An international cricketing celebrity, Mr Khan led Pakistan to its cricket World Cup triumph in 1992.
But he made a shaky start of his political innings back in the mid-1990s.
He was harassed by the conservative and Islamist circles who accused him of being a "Zionist gent".
This was because he had married an English heiress, Jemima Goldsmith, whose father, Sir James Goldsmith, came from a Jewish background.
The marriage lasted nine years and produced two children, both boys.
Playboy-turned-puritan To the electorate, he came across as a political lightweight who had no ideological moorings and only ambiguous views on crucial issues.
His message of Islamic values and the formation of an Islamic welfare state that would not be a slave of the West were interpreted by many as the ramblings of a "playboy-turned-puritan
During the last couple of years he seems to have burst into aggressive batting, and has suddenly caught the fancy of the crowds.”
He suffered an early scandal when a widely respected welfare activist, Abdus Sattar Edhi, took temporary refuge in London, saying he was being threatened by a group that included Mr Khan and Hamid Gul, a former chief of Pakistani intelligence (ISI).
In a 2010 interview, Mr Edhi explained: "They wanted to topple [Prime Minister] Benazir Bhutto's government, and wanted to fire their guns from my shoulder. When I refused, they threatened to kidnap me. I'm not the political type, so I caught a flight to London."
The charge was denied by Mr Khan's party which said that Mr Khan only wanted Mr Edhi to join him in a pressure group "to push the government into spending more on health, education and welfare".
More recently, there were allegations that another former ISI chief, General Shuja Pasha, helped boost his political support, a charge the party denies.
A 'new Pakistan' Despite his celebrity appeal and hero's status, he could only win one seat in the 2002 elections. He boycotted the elections in 2008.

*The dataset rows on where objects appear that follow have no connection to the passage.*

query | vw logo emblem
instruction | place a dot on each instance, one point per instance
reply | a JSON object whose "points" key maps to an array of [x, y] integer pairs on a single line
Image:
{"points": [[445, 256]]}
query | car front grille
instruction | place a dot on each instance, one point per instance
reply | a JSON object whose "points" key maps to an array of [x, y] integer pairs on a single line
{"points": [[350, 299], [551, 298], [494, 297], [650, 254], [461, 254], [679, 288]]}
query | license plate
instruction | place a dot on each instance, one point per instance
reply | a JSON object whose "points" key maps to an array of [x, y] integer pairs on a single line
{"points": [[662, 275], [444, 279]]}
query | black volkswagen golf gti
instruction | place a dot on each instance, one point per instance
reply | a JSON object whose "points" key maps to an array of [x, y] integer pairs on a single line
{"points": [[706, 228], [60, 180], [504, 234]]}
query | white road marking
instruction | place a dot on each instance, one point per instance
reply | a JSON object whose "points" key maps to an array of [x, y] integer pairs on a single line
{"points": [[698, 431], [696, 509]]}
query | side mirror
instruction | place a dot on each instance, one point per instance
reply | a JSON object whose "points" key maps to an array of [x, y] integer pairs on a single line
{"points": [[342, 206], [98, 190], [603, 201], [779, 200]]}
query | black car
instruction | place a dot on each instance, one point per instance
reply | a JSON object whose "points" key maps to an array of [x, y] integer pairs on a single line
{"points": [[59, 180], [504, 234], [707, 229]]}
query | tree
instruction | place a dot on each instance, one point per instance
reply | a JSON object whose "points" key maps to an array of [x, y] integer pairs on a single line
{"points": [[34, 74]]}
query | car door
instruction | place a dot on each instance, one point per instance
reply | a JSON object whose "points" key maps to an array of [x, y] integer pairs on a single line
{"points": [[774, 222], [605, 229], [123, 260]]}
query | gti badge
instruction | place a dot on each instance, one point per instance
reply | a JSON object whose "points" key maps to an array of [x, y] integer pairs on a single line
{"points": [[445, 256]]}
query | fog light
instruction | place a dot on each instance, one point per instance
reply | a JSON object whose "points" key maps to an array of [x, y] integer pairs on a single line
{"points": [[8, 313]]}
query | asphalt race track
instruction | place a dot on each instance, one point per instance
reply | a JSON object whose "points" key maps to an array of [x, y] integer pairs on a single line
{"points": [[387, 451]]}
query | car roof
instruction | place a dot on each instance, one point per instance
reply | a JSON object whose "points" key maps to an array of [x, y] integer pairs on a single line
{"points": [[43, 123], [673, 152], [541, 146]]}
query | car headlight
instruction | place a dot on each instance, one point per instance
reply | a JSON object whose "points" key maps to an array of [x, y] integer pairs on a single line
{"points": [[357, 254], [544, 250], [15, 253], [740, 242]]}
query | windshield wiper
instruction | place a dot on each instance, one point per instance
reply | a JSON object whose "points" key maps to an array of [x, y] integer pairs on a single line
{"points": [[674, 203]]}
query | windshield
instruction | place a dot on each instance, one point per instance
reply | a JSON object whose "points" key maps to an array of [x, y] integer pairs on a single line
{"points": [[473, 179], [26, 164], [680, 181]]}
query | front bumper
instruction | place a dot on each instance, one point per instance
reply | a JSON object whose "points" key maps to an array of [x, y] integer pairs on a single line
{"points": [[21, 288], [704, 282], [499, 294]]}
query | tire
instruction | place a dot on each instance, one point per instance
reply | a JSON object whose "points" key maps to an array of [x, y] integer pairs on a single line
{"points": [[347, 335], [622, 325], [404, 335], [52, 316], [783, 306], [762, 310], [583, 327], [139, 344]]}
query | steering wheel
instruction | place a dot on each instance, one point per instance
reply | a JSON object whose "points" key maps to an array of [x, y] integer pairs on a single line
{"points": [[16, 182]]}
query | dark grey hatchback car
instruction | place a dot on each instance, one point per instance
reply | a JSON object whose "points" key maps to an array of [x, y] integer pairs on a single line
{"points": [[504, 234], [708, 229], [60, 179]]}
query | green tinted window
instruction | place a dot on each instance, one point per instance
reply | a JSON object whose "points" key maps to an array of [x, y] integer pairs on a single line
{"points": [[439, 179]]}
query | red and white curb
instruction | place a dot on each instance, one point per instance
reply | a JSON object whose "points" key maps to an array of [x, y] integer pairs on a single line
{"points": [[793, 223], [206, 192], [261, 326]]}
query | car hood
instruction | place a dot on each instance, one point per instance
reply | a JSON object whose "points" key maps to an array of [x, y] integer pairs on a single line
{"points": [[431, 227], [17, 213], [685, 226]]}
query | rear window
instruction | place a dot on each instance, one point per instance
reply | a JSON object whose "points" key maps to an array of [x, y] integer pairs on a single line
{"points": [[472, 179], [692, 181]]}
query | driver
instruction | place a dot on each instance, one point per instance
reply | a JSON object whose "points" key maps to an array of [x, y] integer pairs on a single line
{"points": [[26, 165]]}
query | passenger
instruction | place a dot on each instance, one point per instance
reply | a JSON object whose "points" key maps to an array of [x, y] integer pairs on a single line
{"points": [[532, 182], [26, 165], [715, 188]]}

But during the last couple of years he seems to have burst into aggressive batting, and has suddenly caught the fancy of the crowds.
He has done this by promising a "new" Pakistan, and getting rid of the old guard who he says have been "fixing the matches so that they can take turns at power".
As election results show, he holds greater appeal in the north-west - inhabited by ethnic Pashtuns - presumably because he himself comes from the Pashtun Niazi tribe, settled in the Mianwali region of Punjab province.
And his opposition of the US-led war against militancy has also touched a chord with the people of this region.
His argument that militancy in Pakistan is the direct result of the American invasion of Afghanistan, and that it would end once the Western troops leave that country, has gone down well with the youth in the north-west.
His rhetoric to shoot down the American drones also appealed to the Pashtun people in the tribal areas, who have been at the sharp end of the drones for several years.
Whether he will interfere with Nato's 2014 exit through Pakistan if he is able to form a government in KP is a question that only time will answer.
One thing is clear. He is going to have a solid block of votes on the opposition benches in the national parliament and he will use them to maximum effect to pave the way for a victory in the next elections.
He is just 61 years old and generally in good health. If nothing serious has happened to his back, he will soon be back on his feet. The match is over, but the series is on.